Caedium v5 will Create Polyhedral Meshes

In the next release of Caedium there will be an option to convert tetrahedral meshes to polyhedral meshes. For more details see "Caedium v5 Sneak Peek: Polyhedral Meshes Improve CFD".

Validate such claim with experimental data

Please validate the simulation results with experimental data. Residual monitoring does not mean that the result is correct.

Pressure monitor indicates similar results

The residual monitor is included for reference, it's not intended to validate the results. The pressure monitor is the indicator that the results are similar for all cases and therefore for that level of accuracy the conclusions hold true.

The pressure monitoring is

The pressure monitoring is not correct. Experimental data is still needed.
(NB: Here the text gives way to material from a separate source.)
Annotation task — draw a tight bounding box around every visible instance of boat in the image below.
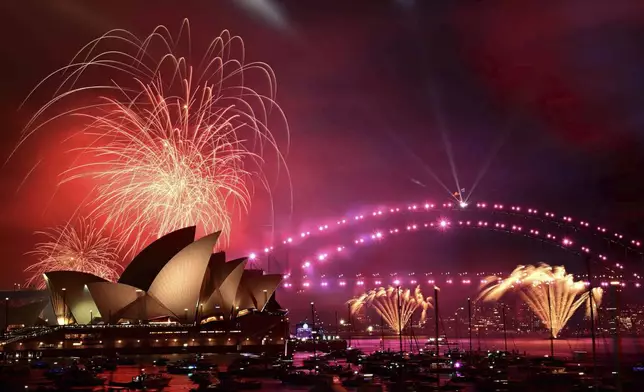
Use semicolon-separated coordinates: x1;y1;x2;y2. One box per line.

For example, polyhedra and tetra deviate alot from real data in comparison to hexa in swirling flow.

Quality of Convergence for different meshes

What you show is interesting, and targets a questions I have been asking recently.

It is my experience that the velocity field converges more slowly than the pressure field, and that finding the converged solution for the velocity field dominates the solution time for benchmarks like the one you have shown.
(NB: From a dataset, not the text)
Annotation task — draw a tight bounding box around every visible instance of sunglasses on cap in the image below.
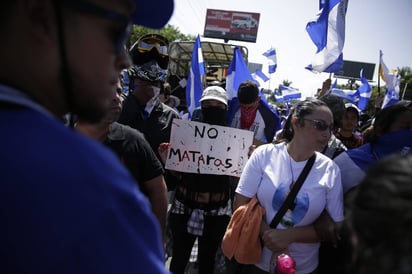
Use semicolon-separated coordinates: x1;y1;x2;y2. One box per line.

Can you please show the convergence rate for the velocity field for the hex, tet, and polyhedrals meshes?


"polyhedra and tetra deviate alot from real data in comparison to hexa in swirling flow"

Do you have references you can share?

Pressure residual is the slowest to converge

"It is my experience that the velocity field converges more slowly than the pressure field"

Typically I see the pressure (field) residual is the slowest to converge for the pressure-correction (segregated) solver used in this study, so that is why I only showed the pressure residual for clarity.

Here's the paper title for

Here's the paper title for swirling flow. refer to page 4 for mesh density and page 8 for experimental validation.


it can be seen that tetra performs a lot worse than hexa eventhough the mesh density for the former is 10% higher than the latter as on page 8 (bottom two plots).

I can't recall the paper for polyhedra though. I will update you once I get hold of the paper.

I am a PhD student dealing with swirling flow btw. any deviation greater than 10% is not acceptable as portrayed by tetra.